Energy

Nikola’s Troubles Raise Questions For Tesla And Elon Musk On Battery Day


The stock price of Nikola Corporation, the electric truck company, dropped hard in early trading on Monday morning. While Tesla
TSLA
is established as the world’s most famous and valuable electric vehicle (EV) company, unlike Nikola, it naturally draws comparisons. In fact, the recent Nikola news raises a couple vital questions for Tesla and its outspoken CEO, Elon Musk, about their batteries. We’ll be waiting see if they answer those questions tomorrow at the company’s Battery Day and annual meeting. 

Problems with Nikola started to appear when short-selling firm Hindenburg Research issued a report a week and a half ago that questioned whether Nikola has any significant priority technology behind its plans to build electric trucks and whether the company misled investors. The SEC then began looking into the matter. Back in the spring, the company went public through a reverse merger, and in the summer, it announced a partnership deal with GM which sent stock prices rising (but also exposed that GM would build the batteries for the supposed-EV company). Early this morning, Nikola’s founder and executive chairman, Trevor Milton, resigned. 

Tesla is much older and an established company. It was started in 2003, more than 17 years ago. Tesla delivered 367,656 cars in 2019, whereas Nikola does not yet have a product. If you search for patents assigned to “Tesla” at the U.S. Patent and Trademark Office, you get 565 results, and if you search for patents assigned to “Tesla” with “battery” in the title, you get 126 results (as of the morning of September 21, 2020). Clearly Tesla is a real company with real products, real revenues and protected intellectual property. 

Investors should not see the two companies as the same. For all of the criticism Elon Musk and Tesla get—legitimate and not—they have a real company. Tesla does not regularly turn a profit, and its market cap is probably far outsized for the value it has actually earned. However, Tesla cars and SUVs are driving around on the streets, and its fans love the vehicles. 

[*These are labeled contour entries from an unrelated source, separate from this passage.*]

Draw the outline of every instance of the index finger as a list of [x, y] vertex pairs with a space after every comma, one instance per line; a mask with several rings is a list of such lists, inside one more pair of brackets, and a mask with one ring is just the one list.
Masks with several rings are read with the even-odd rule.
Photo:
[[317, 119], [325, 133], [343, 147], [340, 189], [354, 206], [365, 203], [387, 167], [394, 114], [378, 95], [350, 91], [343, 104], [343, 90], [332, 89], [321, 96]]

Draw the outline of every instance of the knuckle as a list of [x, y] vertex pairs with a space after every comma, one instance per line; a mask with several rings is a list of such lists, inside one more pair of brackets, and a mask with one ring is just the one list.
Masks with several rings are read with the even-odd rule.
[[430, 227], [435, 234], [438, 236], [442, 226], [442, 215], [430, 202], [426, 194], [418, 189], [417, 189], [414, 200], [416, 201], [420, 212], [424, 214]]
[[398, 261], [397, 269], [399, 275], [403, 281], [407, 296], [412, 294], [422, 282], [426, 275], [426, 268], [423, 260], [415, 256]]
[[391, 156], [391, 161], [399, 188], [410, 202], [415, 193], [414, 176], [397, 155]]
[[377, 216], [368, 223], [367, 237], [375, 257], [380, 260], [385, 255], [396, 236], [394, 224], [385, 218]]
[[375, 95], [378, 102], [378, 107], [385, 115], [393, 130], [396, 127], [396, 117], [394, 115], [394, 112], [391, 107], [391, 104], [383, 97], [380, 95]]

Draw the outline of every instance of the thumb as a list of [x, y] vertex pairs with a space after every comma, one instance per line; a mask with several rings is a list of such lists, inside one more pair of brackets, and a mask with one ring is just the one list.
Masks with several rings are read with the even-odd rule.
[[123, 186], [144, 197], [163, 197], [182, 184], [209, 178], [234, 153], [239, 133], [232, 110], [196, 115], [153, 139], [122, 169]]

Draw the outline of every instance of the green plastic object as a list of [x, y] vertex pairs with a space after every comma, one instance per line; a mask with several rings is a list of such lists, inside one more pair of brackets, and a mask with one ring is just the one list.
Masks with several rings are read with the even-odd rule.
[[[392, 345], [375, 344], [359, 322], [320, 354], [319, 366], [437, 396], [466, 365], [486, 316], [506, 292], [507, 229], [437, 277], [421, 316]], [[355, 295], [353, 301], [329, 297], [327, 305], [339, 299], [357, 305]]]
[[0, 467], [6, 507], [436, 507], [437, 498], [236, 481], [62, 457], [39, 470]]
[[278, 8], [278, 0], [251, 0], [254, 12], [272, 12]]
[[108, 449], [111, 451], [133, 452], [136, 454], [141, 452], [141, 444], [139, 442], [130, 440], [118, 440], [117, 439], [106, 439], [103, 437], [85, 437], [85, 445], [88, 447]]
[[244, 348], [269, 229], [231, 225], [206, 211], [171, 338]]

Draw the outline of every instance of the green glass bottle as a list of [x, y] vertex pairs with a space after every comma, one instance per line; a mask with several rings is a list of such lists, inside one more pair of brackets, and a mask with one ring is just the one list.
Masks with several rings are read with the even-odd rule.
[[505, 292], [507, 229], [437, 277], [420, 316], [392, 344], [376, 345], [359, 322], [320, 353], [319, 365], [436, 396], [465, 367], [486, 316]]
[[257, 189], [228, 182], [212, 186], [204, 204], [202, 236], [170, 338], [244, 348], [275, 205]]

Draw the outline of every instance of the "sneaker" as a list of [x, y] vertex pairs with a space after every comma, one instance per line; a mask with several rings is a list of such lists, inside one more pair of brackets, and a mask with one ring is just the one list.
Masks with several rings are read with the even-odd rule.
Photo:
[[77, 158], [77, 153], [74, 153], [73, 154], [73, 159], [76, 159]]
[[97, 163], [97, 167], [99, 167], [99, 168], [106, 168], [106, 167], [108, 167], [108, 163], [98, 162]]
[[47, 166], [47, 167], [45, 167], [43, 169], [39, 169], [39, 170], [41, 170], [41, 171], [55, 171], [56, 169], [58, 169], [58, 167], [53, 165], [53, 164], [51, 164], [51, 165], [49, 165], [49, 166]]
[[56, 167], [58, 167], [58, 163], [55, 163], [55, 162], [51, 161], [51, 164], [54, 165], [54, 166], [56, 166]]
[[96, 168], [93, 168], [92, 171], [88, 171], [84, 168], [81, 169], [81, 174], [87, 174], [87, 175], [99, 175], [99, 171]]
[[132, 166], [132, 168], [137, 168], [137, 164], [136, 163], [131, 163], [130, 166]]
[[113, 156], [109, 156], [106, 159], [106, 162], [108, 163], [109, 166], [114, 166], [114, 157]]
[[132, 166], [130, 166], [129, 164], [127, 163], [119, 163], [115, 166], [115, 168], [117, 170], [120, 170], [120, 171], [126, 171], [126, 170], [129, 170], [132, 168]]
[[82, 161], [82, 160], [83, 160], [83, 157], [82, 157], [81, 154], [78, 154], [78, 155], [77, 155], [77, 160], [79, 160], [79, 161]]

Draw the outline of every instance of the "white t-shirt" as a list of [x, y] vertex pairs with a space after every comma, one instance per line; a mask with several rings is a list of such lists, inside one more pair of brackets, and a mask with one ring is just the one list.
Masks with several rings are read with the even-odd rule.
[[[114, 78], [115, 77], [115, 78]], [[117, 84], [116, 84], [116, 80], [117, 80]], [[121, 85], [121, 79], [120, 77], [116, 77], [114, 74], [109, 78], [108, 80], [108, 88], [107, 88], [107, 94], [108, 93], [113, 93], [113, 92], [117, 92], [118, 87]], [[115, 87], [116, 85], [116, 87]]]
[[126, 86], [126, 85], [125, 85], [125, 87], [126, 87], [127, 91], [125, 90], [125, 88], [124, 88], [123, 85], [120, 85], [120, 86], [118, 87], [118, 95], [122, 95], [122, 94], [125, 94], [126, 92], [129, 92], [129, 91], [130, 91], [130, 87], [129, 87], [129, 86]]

Nevertheless, Tesla initially dropped as well this morning when Nikola’s stock price fell. In the first hour and 15 minutes of trading on Monday morning, Tesla’s dropped more than 5% before turning positive later in the day. With five minutes left in trading on Monday, Nikola was down almost 20%. No doubt, the Hindenburg report, the SEC investigation, Milton’s resignation and the swirling doubts surrounding the aspiring electric truck company bring some negative feelings toward the whole EV industry. The two questions raised by the Nikola situation for Tesla are whether Tesla owns enough of the vital fuel cell (battery) technology itself and whether it can manufacture the cells itself in the near future. We still don’t have the answer to either of these, but maybe Elon Musk and his team will tell us more tomorrow at Tesla’s Battery Day.